A voir au musée Maillol, 59-61 rue de Grenelle à Paris jusquéau 12 février 2012, l’exposition « Pompéi, un art de vivre ».

A voir à la Cité des sciences et de l’industrie, 30 avenue Corentin-Cariou à Paris jusqu’au 2 septembre 2012, l’exposition « Gaulois, une expo renversante ». Tout ce que vous avez toujours voulu savoir…

Cliché musée Maillol – Pompéi Cliché Cité des sciences

Chroniques : La folle journée de Franz Liszt à Laval

Personne ne viendrait aujourd’hui contester le succès remporté chaque année par les folles journées. Amateurs de musique classique ou simples profanes, nombreux sont ceux qui bravent le froid hivernal pour obtenir le précieux sésame qui les conduira à passer un moment inoubliable en compagnie de Mozart, Beethoven, Wagner et autre Chopin. A Laval même, il n’est pas rare d’assister au spectacle original qui voit une longue file d’attente se développer devant la façade du théâtre où sont vendus les billets. Nos concitoyens sont devenus de nos jours de vrais mélomanes, mais, pour tout dire, cela n’a pas toujours été. Il fut un temps où le public mayennais, ou du moins les oreilles de ce dernier, ne se montrait pas aussi captivé par l’œuvre des grands musiciens. Le pianiste hongrois Franz Liszt a pu en faire la triste expérience lors de son passage à Laval le 3 janvier 1846.

A l’époque, ce compositeur de génie, remarqué dès l’âge de 12 ans lors d’un concert à Vienne par le grand Beethoven, fait un triomphe dans toutes les grandes capitales d’Europe. Les cours princières d’Autriche, de Prusse et de Russie réservent au musicien d’origine tzigane un accueil frôlant la folie. Chacune de ses apparitions donnent droit à de grandes festivités ponctuées par des canonnades et des feux d’artifice. Aussi, lorsque que l’on apprend l’arrivée prochaine de Liszt à Laval dans le cadre d’une tournée qu’il réalise dans l’ouest de la France, la presse locale se réjouit-elle de l’événement : « Liszt dont le nom seul fait palpiter du besoin de le voir et de l’écouter de nouveau ceux qui ont eu le bonheur de l’entendre honore l’humble cité de Laval autant que les capitales d’Europe » peut-on lire sous la plume enthousiaste d’un journaliste de « L’écho de la Mayenne » qui, à propos de la salle de concert, surenchérit par ailleurs en ces termes « Pourra t’elle contenir toutes les personnes de notre ville et communes voisines que rendrait bien malheureuses la privation des délicieuses émotions dont elles se promettent de jouir ce soir ? ».

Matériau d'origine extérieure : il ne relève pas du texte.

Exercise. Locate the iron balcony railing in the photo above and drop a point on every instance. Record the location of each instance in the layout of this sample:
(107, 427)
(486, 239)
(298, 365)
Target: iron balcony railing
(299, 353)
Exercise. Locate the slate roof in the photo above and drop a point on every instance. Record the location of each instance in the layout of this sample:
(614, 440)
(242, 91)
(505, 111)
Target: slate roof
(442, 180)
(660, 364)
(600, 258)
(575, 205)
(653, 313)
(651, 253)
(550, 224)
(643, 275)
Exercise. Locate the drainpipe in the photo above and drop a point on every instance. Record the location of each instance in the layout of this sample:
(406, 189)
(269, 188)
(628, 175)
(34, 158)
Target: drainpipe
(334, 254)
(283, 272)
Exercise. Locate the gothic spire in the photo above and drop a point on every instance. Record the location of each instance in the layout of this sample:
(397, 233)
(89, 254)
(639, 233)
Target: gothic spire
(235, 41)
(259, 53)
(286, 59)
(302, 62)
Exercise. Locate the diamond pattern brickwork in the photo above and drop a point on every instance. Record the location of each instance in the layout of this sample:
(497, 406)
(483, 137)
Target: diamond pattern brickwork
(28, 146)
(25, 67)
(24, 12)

Là, le rédacteur de ces mots devra déchanter. Le soir même, à l’hôtel de Ville de Laval, lorsque Liszt apparaît devant son public la salle n’est pas trop petite mais trop grande. A peine une quarantaine de personnes se sont déplacées pour assister au récital. On imagine sans peine la mine déconfite du célèbre pianiste qui, dignement, ravale l’offense et entreprend de jouer comme si de rien n’était. Le concert s’achève par des applaudissements timides, au grand dam de notre journaliste qui, quelques jours plus tard, s’en prendra vertement à ses concitoyens : « O peuple lavallois, jusqu’à quand seras tu le même ? Jusqu’à quand resteras tu plongé dans ton prosaïsme ? Jusqu’à quand seras tu insensible aux belles notes, aux gammes harmonieuses, à la musique et aux arts ? ». Sans nul doute qu’aujourd’hui notre homme se réjouirait du bon goût affiché par les Mayennais lors des folles journées.